Just over a month ago, Curleigh joined other big wigs from companies like MasterLock and DuPont, to discuss what they are doing to help with job creation at home and what can be done in the future.
“These companies are choosing to invest in the one country with the most productive workers, the best universities, and the most creative and innovative entrepreneurs in the world,” President Obama said at the forum, “and that is the United States of America.”
In 2010, Keen made a commitment to begin to manufacture some products domestically. To do that, the company established three manufacturing operations, one in its hometown of Portland, Ore., where it manufactures footwear, another in North Carolina where it manufactures socks, and the last in California where it manufactures bags.
Though Keen has created jobs with the move — U.S. jobs for the company are up from 95 to 130 since the three plants were established — that was not how the company approached the situation. Rather, Curleigh said, the company made a commitment to invest in its team and invest in innovation and the jobs came through that strategic move.
And Curleigh wants to be clear that Keen still has a manufacturing presence in Asia and other parts of the world, but opening the three manufacturing facilities is “one small step for insourcing in America, and one giant step for Keen in terms of thinking differently in pioneering new ways and manufacturing, product design, development and innovation.”
But whether he set out to create jobs his efforts were recognized, which was pretty neat, Curleigh said, and being able to meet President Obama was incredible.
“All politics aside I was super impressed with the fact he had a command with the dynamics of the issue,” Curleigh said. “I think he truly tries to represent a vision beyond the election cycle and into the future.”

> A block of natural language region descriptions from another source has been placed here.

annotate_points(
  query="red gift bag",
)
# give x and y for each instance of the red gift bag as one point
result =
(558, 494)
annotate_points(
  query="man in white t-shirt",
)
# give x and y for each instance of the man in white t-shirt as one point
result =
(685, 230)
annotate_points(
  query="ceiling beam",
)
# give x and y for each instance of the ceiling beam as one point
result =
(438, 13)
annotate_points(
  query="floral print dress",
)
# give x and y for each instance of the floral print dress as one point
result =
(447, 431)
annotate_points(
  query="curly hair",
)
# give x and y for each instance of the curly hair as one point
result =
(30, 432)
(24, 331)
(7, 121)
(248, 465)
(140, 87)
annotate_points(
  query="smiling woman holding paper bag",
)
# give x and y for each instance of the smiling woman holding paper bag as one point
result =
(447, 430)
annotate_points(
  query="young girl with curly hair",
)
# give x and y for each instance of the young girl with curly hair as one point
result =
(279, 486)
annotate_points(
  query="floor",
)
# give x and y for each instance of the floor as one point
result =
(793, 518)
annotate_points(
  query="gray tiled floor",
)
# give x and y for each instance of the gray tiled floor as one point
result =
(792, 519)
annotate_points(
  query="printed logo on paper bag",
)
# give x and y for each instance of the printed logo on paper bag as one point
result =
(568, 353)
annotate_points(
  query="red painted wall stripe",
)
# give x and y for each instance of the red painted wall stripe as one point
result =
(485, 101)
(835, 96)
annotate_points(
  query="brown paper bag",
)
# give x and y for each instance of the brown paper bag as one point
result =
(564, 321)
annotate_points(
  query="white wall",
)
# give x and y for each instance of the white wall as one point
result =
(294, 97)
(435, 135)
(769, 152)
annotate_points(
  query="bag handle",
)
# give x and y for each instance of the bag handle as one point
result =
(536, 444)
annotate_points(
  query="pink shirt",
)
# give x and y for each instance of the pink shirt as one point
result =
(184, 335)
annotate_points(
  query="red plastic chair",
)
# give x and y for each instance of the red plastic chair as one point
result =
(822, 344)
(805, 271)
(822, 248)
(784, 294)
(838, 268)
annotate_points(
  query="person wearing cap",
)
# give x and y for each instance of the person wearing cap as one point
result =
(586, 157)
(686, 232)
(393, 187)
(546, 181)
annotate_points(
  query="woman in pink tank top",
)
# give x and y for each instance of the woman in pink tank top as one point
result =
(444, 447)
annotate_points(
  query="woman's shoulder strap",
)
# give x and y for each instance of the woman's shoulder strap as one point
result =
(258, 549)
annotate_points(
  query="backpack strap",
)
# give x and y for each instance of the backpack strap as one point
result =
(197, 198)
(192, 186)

President Obama outlined his proposals to increase American jobs at a press conference after the forum, including a proposal to add $12 million to the budget of the SelectUSA program created more than a year ago to promote corporate investments in the United States.
Curleigh said the outdoor industry has a distinct advantage to jumpstart the trend of insourcing because of its environmental and recreational focus. “Let’s get on our game and have a vision toward 2020 that will make us an industry that’ stronger than ever.”